Et qu’est ce qu’on fait en attendant un train en gare? Eh bien on parle vélo et voyage avec un grand type qui vient me brancher et me demander des conseils. Que je prodigue bien sûr avec le plus grand plaisir qu’on a à partager son expérience, sa passion, mais aussi, je ne me le cache pas, je suis flatté qu’on me demande des conseils. Le type vient d’acheter un Kona cadre acier, et va se lancer bientôt. Tout y passe, les lumières, les sacoches, les pédales automatiques, le petit porte bagage maison, le compteur gps, les itinéraires avec Komoot. Je lui donne l’adresse de mon site, il a l’air content. Je souris. Il ne sais pas que je vais parler de lui.

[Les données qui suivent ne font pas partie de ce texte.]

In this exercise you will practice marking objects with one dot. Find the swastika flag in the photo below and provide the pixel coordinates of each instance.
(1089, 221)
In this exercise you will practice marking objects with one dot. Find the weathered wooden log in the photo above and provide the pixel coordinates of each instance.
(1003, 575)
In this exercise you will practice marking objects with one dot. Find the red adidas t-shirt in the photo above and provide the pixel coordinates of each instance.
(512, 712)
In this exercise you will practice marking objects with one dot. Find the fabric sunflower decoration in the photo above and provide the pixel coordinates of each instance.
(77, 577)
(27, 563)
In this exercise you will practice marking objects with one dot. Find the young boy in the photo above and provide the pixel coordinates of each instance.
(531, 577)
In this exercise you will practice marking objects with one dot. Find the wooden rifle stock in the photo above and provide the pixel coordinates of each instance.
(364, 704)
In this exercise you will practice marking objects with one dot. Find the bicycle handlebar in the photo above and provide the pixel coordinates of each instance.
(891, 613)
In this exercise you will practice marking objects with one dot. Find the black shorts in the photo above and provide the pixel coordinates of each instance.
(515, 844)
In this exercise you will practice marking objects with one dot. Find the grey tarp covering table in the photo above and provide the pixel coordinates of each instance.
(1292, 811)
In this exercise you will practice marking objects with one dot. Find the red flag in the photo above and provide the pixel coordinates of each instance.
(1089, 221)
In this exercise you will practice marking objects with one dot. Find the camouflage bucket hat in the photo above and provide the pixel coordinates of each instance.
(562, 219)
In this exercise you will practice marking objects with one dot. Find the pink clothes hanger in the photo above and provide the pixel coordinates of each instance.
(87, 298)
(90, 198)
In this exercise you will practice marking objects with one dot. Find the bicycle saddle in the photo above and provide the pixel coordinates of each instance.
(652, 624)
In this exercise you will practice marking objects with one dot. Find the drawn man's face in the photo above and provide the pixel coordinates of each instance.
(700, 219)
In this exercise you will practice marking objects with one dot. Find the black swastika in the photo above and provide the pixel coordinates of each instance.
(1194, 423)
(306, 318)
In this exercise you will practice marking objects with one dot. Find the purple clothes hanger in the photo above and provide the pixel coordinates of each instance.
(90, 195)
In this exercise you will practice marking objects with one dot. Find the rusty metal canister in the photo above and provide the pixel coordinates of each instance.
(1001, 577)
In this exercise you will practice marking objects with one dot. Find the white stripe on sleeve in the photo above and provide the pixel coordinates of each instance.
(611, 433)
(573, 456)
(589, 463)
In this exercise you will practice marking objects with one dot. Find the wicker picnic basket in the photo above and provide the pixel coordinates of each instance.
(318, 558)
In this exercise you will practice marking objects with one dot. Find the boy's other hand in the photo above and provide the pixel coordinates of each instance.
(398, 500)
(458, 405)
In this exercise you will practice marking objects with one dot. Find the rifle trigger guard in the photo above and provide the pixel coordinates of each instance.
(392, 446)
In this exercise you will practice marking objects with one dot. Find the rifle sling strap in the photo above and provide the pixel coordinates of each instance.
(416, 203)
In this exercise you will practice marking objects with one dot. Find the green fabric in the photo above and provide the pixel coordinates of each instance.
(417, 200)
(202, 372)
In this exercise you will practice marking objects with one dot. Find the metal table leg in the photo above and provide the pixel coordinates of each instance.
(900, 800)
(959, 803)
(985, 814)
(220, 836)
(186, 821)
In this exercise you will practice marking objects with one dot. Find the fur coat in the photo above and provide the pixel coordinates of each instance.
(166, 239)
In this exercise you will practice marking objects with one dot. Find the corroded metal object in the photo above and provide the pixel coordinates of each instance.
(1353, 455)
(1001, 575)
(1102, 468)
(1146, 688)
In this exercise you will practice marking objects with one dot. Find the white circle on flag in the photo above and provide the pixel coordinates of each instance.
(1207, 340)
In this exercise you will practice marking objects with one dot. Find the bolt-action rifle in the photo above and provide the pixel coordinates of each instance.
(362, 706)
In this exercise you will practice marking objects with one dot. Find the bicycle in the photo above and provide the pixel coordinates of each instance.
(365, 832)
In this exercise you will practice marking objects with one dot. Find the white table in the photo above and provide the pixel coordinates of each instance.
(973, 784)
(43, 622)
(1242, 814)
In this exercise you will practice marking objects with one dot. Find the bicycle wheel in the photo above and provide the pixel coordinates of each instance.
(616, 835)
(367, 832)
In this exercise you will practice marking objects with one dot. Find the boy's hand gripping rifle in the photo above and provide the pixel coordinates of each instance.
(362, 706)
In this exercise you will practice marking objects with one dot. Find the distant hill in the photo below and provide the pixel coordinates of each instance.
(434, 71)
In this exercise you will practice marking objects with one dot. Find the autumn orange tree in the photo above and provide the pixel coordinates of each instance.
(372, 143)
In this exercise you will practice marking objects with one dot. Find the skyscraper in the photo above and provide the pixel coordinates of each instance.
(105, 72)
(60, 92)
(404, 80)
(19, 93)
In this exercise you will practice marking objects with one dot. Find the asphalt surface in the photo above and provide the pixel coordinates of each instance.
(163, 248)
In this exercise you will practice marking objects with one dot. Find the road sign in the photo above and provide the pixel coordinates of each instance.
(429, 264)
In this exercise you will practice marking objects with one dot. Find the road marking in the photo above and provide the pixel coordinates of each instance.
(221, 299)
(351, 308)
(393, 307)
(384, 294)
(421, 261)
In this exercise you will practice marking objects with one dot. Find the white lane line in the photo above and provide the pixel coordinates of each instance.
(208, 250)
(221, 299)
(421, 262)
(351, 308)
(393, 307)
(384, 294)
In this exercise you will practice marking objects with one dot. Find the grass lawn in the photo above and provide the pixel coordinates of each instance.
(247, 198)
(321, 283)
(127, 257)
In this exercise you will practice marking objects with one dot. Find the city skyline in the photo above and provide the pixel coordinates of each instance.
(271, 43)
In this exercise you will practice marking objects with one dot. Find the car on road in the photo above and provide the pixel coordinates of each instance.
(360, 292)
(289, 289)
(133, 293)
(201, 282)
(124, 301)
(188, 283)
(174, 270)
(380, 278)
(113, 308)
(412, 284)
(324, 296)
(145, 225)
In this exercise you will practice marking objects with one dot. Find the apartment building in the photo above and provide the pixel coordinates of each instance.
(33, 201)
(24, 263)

Le train est enfin annoncé et on se dit au revoir et bon voyage. Et bonne nuit. Oui, parce que je prends un train de nuit couchettes, avec espace vélo. Donc pas de valise, pas de démontage, je pose le vélo dans l’espace dédié, je l’attache, le libère de ses bagages et direction mon compartiment couchette. La place 92 n’existe pas! Le contrôleur me donne la 21, ça me va bien, je serai juste à côté de l’espace vélo.

J’attendais ce moment depuis assez longtemps. J’adore les trains couchette. C’est encore plus un voyage, je trouve, qu’un train de jour. Et puis on ne perd pas trop de temps dans le transport. Mais c’est surtout ce sentiment fort de voyage que j’apprécie. J’ai beaucoup fréquenté les trains de nuit entre Brest et Paris. Certains avaient de drôles de parois tordues qui suivaient les courbes des corps, plus large au niveau des épaules et de hanches et moins au niveau des pieds. Et pas horizontales non plus, la tête et les pieds plus haut que les fesses. Un peu comme les couchette de Tintin dans « On ira marcher sur la lune ». Mais elles étaient disposées tête-bêche, ce qui devait permettre de gagner un peu d’espace et de créer un compartiment supplémentaire. Un délire d’ingénieur, fan d’Hergé.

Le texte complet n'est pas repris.